Full-Text Search: Building Search with Just Your Database

Every time I needed to add search functionality, my first thought was always "I should use Elasticsearch." It felt like the obvious choice—search needs a search engine, right? But when I actually looked at my requirements, I realized I wasn't building Google. I just needed to search through a few hundred blog posts or a few thousand products.

So I tried implementing search with PostgreSQL, which I was already using. The verdict? Way more powerful than I expected. Without any additional infrastructure, I could build a solid search experience using just my existing database. Sure, I might need Elasticsearch someday, but PostgreSQL's Full-Text Search was more than enough for now.

Aha! The LIKE Query Trap

I started with LIKE queries because, well, that's what everyone does first.

SELECT * FROM posts
WHERE title LIKE '%search term%' OR content LIKE '%search term%';

This worked fine at small scale. But once I had a few hundred records, things got noticeably slower. The reason is simple: LIKE '%search term%' can't use indexes at all. The database has to scan every single row and compare strings. It's like going through every book in a library one by one to find a specific word in the title.

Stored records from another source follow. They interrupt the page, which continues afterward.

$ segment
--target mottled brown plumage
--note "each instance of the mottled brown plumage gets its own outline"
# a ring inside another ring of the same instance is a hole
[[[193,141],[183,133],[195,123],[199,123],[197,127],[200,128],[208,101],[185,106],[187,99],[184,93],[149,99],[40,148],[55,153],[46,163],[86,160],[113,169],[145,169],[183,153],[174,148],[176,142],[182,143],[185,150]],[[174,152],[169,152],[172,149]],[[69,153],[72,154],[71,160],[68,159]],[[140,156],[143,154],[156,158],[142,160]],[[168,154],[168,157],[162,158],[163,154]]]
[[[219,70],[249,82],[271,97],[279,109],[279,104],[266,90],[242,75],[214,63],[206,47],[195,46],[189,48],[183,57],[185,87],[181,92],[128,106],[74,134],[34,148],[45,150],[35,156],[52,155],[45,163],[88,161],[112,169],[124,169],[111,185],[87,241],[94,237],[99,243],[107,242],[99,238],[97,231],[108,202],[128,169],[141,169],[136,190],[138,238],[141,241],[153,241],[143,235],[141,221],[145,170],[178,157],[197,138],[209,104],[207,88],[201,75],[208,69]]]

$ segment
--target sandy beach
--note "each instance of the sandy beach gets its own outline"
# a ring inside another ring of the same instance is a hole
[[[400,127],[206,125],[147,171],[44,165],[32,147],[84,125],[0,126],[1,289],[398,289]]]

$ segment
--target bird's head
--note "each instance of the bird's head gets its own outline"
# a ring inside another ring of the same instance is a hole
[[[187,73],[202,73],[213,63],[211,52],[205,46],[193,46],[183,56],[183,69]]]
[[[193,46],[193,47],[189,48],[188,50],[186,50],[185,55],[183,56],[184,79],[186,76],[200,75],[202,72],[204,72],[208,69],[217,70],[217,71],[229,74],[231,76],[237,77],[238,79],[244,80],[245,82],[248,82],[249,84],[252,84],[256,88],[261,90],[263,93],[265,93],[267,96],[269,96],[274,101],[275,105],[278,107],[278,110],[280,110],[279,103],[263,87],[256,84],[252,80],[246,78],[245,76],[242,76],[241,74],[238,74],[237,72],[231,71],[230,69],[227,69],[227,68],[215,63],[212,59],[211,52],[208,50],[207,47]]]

The bigger problem was search quality. Searching for "database" wouldn't find "DB", and searching for "PostgreSQL" would miss "postgres". Case sensitivity and exact spacing mattered. This wasn't search—it was just string matching.

That's when I discovered Full-Text Search. PostgreSQL already had search engine-level features built in.

Deep Dive: tsvector and tsquery Explained

Data Structures for Search

The core of Full-Text Search is tsvector and tsquery. At first glance they seemed cryptic, but once I understood them, the design made perfect sense.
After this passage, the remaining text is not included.